Abécédaire

 
 Divers n° 1
 
 


Hélène Merlin-Kajman

06/12/2014

Divers : le mot est joli, joyeux même. Car il évoque d’abord l’insouciant renouvellement des différences, leur variété, leur désordre. Sans lui, pas de plaisir. Tant pis pour les maniaques ou les obsessionnels : l’objet du désir, nous le savons bien, est éminemment substituable ; et le dieu Amour, parfois archer aveugle, parfois funambule follement obstiné...

En littérature, son nom est Abeille : butinante, froufroutante, bourdonnante, allant deça delà les fleurs, et, du divers, faisant le trésor qui nous enchante. C’est le divers devenu miel : un Un qui ne détruit ni n’écrase rien.

En morale, il inquiète, non sans raison, d’une inquiétude fertile : il fait osciller les normes mais conduit trop vite à la vaine et triste répétition du libertinage.

Le divers vaut s’il nous blesse un peu et s’il nous donne beaucoup d’élan. Relativisme est son écueil et dogmatisme son ennemi.

En politique, il menace bien davantage :  « divers droite », « divers gauche » (plus rare), agrégation de mécontents qui agressent le collectif et dispersent les voix...

Dans les ordres du jour de nos modernes réunions, on charge le divers de l’inclassable, du fortuit, du sujet de dernière minute. Il est un peu comme la foule des curieux s’engouffrant après un cortège ou la bande des badauds qui flânent encore longuement une fois la cérémonie terminée...

Bien sûr, le danger du divers, c’est l’éparpillement, l’incohérence, l’amateurisme.
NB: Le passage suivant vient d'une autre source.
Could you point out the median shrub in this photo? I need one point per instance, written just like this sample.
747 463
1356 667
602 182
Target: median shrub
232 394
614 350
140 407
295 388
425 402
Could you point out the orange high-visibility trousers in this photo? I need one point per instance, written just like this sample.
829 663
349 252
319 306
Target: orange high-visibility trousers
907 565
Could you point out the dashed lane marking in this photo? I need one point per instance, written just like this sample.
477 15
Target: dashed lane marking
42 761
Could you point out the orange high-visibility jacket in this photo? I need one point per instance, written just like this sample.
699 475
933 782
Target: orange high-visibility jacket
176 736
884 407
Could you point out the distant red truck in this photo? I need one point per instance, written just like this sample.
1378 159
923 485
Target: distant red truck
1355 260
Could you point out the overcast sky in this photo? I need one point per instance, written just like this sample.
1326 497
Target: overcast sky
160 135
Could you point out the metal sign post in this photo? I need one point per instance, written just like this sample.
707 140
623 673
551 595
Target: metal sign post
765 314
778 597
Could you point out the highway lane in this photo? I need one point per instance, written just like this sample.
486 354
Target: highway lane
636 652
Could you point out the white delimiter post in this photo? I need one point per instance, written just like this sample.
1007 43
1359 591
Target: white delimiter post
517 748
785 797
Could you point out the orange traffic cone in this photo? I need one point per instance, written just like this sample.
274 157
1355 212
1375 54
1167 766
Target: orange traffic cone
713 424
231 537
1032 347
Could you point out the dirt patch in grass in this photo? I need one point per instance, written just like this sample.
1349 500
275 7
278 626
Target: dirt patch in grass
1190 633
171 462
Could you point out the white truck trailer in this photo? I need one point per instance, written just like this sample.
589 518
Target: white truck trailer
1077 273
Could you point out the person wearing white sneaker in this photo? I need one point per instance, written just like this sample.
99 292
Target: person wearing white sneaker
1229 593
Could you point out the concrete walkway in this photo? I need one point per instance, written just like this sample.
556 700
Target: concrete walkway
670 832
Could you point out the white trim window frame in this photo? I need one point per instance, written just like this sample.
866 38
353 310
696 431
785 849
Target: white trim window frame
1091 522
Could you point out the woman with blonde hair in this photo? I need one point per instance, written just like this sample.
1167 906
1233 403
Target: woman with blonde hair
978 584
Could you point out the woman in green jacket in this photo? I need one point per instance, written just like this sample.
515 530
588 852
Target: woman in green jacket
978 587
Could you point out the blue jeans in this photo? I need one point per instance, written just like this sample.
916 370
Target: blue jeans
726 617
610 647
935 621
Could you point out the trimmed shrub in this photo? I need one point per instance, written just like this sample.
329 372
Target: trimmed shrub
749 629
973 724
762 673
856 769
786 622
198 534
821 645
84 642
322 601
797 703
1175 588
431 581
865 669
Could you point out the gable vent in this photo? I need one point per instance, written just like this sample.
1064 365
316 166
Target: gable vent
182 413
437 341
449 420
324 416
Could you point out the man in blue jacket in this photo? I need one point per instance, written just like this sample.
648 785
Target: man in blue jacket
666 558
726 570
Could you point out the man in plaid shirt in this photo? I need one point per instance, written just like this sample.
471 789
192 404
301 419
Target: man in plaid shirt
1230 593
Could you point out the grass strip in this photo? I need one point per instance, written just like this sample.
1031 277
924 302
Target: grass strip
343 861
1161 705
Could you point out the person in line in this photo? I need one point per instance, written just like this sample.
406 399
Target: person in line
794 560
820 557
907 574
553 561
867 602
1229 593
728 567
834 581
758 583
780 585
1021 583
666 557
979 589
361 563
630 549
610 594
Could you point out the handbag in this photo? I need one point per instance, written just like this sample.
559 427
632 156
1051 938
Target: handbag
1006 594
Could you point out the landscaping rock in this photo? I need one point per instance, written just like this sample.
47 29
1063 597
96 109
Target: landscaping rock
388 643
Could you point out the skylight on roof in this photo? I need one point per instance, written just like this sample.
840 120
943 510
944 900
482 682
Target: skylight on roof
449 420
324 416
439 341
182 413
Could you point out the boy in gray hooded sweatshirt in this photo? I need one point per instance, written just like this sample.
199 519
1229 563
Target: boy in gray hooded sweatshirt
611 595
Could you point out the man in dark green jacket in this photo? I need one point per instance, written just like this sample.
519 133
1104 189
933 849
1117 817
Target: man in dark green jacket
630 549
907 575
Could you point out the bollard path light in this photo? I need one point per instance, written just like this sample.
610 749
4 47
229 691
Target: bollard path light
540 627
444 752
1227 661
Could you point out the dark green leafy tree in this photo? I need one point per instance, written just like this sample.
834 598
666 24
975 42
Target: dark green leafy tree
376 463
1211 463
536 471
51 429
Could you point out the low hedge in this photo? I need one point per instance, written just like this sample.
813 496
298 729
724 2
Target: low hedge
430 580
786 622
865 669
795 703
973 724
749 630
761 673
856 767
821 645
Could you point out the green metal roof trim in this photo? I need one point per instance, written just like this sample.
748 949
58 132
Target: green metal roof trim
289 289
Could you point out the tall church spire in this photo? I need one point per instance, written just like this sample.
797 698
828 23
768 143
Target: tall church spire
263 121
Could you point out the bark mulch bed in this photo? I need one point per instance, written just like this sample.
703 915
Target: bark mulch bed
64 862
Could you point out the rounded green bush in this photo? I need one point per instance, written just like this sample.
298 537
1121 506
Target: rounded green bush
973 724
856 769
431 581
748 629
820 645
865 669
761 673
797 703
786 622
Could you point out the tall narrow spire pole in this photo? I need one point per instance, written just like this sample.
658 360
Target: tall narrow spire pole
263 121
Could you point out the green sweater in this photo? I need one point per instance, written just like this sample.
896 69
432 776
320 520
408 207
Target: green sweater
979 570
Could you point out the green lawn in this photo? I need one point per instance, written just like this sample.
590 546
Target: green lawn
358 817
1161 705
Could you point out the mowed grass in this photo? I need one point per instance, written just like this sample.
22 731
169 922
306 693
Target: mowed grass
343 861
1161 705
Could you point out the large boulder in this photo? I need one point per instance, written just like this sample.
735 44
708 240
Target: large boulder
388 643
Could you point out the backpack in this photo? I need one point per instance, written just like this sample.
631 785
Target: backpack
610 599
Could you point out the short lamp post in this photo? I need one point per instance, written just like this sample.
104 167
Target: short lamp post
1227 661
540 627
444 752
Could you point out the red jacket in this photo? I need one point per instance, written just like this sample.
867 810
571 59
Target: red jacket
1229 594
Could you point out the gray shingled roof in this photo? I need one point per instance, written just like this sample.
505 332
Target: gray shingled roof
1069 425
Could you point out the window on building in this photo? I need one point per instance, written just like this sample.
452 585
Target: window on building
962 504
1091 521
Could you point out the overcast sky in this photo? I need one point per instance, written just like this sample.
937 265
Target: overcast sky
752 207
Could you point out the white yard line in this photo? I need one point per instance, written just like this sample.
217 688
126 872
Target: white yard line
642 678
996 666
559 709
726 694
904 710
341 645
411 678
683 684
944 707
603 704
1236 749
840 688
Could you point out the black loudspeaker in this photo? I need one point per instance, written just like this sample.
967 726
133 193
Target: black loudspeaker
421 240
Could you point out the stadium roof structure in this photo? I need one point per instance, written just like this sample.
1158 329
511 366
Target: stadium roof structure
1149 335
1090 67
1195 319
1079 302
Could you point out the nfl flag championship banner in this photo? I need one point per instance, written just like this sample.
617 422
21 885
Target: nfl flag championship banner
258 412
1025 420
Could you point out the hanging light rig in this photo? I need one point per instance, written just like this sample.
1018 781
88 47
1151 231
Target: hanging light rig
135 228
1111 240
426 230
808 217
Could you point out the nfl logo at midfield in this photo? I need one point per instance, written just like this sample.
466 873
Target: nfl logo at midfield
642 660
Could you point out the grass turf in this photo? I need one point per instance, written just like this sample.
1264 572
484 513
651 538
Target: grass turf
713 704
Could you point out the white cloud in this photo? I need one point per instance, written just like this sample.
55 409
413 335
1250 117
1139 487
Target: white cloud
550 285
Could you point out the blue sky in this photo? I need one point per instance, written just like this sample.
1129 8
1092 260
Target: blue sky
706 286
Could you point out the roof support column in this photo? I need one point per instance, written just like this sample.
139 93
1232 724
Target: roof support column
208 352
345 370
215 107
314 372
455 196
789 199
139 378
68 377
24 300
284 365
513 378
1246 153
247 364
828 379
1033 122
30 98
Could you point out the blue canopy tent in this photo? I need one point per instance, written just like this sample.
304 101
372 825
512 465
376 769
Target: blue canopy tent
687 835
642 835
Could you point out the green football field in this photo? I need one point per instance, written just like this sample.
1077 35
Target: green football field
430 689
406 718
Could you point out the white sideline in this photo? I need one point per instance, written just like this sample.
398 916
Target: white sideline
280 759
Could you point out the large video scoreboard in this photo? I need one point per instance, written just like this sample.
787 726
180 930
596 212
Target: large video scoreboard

Diversion et divertissement. Il mène à deux doigts de la panne, de la discorde, et même de l’ennui quand il multiplie banalités et anecdotes.

Mais il dit aussi le regard émerveillé sur la Création, son abondance, son foisonnement. Et même sans Créateur : dès que nous ouvrons les yeux sur le monde, la lumière éclaire l’enivrante diversité des formes, des senteurs, des goûts, des couleurs, de l’animé, du pétrifié, du végétal, des reliefs, des langues, des climats, des fables...

Le divers : très menacé aujourd’hui sous ses formes les plus belles. Très fréquenté sous ses formes les plus faibles. A combattre absolument, car l’assemblage est beau, belle l’assemblée - mais pas la masse, ni l’uniformité. Donc à défendre ardemment, à condition de s’arracher à l’angoisse de sa disparition.